The overview that the annual India Art Fair affords of the art world in India is incomparable to any other festival, event or gathering.
It is all, of course, a very business-like affair, led mainly by the galleries, rather than the artists themselves.
That really is a good thing, if you think about it.
And, that’s with all due accord to the path-breaking and innovative efforts of the hosts behind the landmark art festivals of the Kochi-Muziris Biennale, and the Serendipity Festival.
At India Art Fair 2020, the focus was almost squarely on the buyers, which immediately lent an aspect of worth and value to the hushed air hung over many of the more popular booths on display in the tented fair premises.
That did mean that idlers were almost instantly marked out, between the carpeted aisles, by the many watchful stall attendants and gallerists at hand.
There’s a marked difference in approach that must be handed out to the Art Fair’s new owners and management.
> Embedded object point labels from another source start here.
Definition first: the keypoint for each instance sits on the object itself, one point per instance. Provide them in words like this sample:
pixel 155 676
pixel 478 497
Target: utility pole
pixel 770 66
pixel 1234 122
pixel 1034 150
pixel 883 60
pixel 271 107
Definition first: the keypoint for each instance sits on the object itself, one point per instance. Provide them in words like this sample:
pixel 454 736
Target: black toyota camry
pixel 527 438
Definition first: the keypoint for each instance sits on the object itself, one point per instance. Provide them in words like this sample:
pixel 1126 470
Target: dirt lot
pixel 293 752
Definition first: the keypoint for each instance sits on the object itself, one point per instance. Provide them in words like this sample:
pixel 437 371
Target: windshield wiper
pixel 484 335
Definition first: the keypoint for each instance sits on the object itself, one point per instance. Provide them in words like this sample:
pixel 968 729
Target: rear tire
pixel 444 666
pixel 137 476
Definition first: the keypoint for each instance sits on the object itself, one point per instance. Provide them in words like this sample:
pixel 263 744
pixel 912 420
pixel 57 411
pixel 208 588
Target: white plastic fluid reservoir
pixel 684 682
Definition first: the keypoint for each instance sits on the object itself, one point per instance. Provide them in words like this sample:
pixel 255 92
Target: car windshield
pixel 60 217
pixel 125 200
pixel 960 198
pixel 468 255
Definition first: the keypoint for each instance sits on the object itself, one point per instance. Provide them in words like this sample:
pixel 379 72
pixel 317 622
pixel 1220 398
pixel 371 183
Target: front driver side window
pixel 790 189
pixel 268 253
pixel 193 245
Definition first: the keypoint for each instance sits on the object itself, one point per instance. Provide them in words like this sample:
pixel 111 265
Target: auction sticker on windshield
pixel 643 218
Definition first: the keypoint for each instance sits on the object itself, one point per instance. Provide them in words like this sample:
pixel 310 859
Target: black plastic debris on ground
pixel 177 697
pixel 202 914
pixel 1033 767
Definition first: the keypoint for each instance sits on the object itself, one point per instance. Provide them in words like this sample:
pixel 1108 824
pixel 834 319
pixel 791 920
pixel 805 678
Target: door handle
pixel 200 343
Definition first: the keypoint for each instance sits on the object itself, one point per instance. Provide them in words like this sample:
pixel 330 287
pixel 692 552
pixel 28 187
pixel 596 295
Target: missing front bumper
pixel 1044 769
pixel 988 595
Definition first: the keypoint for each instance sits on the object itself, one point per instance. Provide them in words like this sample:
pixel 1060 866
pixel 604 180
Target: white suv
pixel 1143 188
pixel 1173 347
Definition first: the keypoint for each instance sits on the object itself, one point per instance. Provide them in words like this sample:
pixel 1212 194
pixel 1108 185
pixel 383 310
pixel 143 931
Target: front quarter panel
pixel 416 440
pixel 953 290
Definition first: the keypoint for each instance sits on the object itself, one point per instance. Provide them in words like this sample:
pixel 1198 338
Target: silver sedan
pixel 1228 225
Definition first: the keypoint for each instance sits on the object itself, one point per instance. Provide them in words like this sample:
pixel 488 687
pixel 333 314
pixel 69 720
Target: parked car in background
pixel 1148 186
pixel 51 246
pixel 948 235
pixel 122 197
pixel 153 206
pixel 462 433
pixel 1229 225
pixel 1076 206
It was barely last September, after nearly a year of back-and-forths, that the MCH Group, the Swiss-based owner of the Art Basel franchise, decided to sell its majority stake in the India Art Fair to the Honk-based events company Angus Montgomery Arts, making it the sole owner of the New Delhi-based event.
It does help to know that the Angus group lends its considerable heft to many reputed festivals such as Photofairs San Francisco, Taipei Dangdai, Photofairs Shanghai, Art Central Hong Kong and Sydney Contemporary, among others.